DOMAIN=ava.your-domain.com
PUBLIC_URL=https://ava.your-domain.com

7. Cloudflare Tunnel (Alternative to Caddy)

If you prefer not to open ports 80/443 on your server, you can use Cloudflare Tunnel to securely expose AVA to the internet through Cloudflare's network. The tunnel establishes an outbound connection from your server -- no public IP or open ports required.

Creating the Tunnel

Log in to the Cloudflare Zero Trust dashboard: https://one.dash.cloudflare.com
Navigate to: Networks > Tunnels > Create a tunnel
Choose the Cloudflared connector type and give the tunnel a name (e.g. ava)
Copy the tunnel token and paste it into .env:

CLOUDFLARE_TUNNEL_TOKEN=eyJhIjoiYWJjZGVmLi4uIn0=...
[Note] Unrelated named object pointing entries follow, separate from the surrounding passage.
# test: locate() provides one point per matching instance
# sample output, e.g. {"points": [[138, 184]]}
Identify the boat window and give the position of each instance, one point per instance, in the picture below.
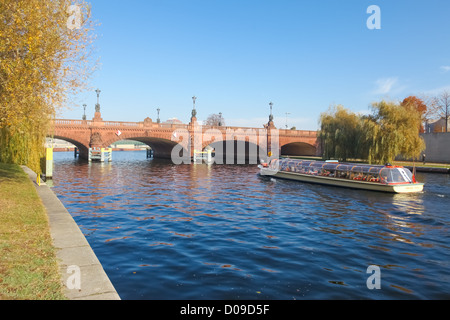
{"points": [[396, 175]]}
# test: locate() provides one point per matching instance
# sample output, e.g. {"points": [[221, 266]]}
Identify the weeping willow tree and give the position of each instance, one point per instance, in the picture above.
{"points": [[45, 58], [339, 133], [393, 130]]}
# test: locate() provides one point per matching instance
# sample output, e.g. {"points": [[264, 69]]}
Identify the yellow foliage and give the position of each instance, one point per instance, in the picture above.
{"points": [[36, 51]]}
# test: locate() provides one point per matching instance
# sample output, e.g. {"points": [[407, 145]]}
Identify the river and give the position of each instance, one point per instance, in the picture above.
{"points": [[165, 231]]}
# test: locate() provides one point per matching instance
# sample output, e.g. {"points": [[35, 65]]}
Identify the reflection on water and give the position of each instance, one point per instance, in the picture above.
{"points": [[165, 231]]}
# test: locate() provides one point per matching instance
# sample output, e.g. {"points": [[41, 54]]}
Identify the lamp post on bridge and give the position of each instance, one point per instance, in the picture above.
{"points": [[194, 112], [286, 118], [97, 106], [97, 115], [84, 114]]}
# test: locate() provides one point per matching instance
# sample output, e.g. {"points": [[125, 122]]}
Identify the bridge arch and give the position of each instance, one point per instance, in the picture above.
{"points": [[298, 149], [162, 148], [83, 147], [236, 151]]}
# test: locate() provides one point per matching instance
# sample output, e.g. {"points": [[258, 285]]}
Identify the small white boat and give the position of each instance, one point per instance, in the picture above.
{"points": [[386, 178]]}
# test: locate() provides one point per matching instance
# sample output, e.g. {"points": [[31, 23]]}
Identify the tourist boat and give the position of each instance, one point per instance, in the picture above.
{"points": [[385, 178]]}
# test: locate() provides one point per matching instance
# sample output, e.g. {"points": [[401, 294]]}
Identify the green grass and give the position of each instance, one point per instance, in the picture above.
{"points": [[28, 266]]}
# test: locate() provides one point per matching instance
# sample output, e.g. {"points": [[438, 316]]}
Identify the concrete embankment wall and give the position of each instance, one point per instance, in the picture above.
{"points": [[437, 147], [82, 274]]}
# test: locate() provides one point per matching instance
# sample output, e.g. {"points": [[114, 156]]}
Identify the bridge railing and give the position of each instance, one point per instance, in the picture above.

Configuring the Public Hostname

In the tunnel settings, add a route (Public Hostname):

Subdomain	Domain	Service
`ava`	`your-domain.com`	`http://ava:8000`

Cloudflare will automatically provision an SSL certificate and proxy traffic to the AVA container.

Selecting the Profile

In .env, set the profile to tunnel:

COMPOSE_PROFILES=tunnel

Then start normally — only the cloudflared container will run (Caddy will not):

docker compose up -d

Notes

The COMPOSE_PROFILES variable in .env controls which ingress service runs: caddy (default) or tunnel
Update PUBLIC_URL in .env to match the hostname configured in the tunnel
Check the tunnel status: docker compose logs ava-cloudflared

8. Starting the Application

Once steps 3 through 7 are complete, start the full stack:

docker compose up -d

Check the status of the containers:

docker compose ps

You should see the running containers: ava, ava-signal-cli, ava-caddy (or ava-cloudflared if using Cloudflare Tunnel).

Follow the logs in real time:

docker compose logs -f ava

Test that the server is responding:

curl https://your-domain.com/health

Expected response:

{"status": "ok"}

9. Phone Call Forwarding

Forward calls from your personal phone to the Twilio number.

Android

Open the Phone app
Menu (three dots) > Settings > Call forwarding
Set forwarding for "When busy" or "When declined" to your Twilio number

Alternatively, dial from the keypad:

**67*TWILIO_NUMBER#

iOS

Settings > Phone > Call Forwarding
Enter the Twilio number

The exact path may vary depending on your carrier. If you run into issues, contact your carrier and ask them to enable conditional forwarding (CFB/CFNRy).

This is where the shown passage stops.